As we put more sensors on devices and inside our infrastructure, Hansen believes we’re about to open up a new frontier for chip design firms who can build chips for the sensor web. Ambiq is his bet on this, but he expects many more. With an investment from ARM, he’s not the only one betting on a new generation of chips that will need specialized microcontroller and a smaller size, the British licensing company clearly sees an opportunity as well.
The demand for power in mobile devices and in the servers that power large web sites such as Facebook or Google has led to a boost for ARM, which licenses a chip architecture that trades performance speed for power efficiency. For phones this is fine, but for tablets and even servers, it may be time to think up an entirely new architecture. That’s where Adapteva comes in. The company has rethought a RISC-based architecture for chips and built massively multicore chips that are built to run in parallel or independently.

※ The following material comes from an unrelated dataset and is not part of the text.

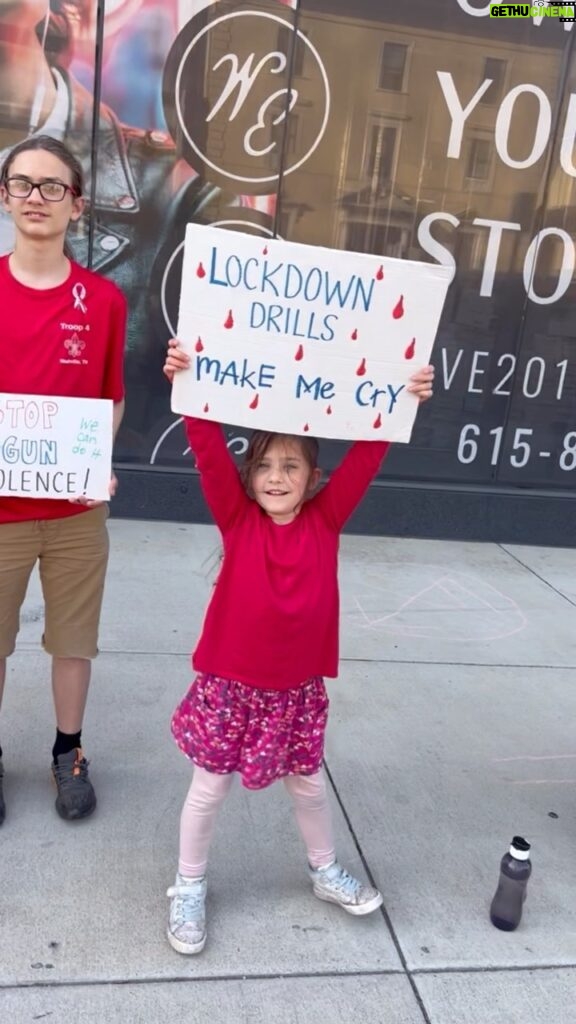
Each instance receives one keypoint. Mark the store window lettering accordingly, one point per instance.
(243, 80)
(496, 230)
(486, 373)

Much like an older startup called Tilera, which is also building massively multicore chips for data centers, Adapteva thinks that x86 doesn’t offer the energy efficiency needed, while ARM doesn’t offer the performance that next generation mobile devices such as tablets and servers will need. So it’s borrowing the concept of massively multicore chips from the high performance computing world and dialing it down for tomorrow’s mobile applications and up for the next generation of HPC. In the coming years, we’ll see more massively parallel chips, but we’ll also see a willingness to jettison the tried and true architectures as we embrace more specialty computing.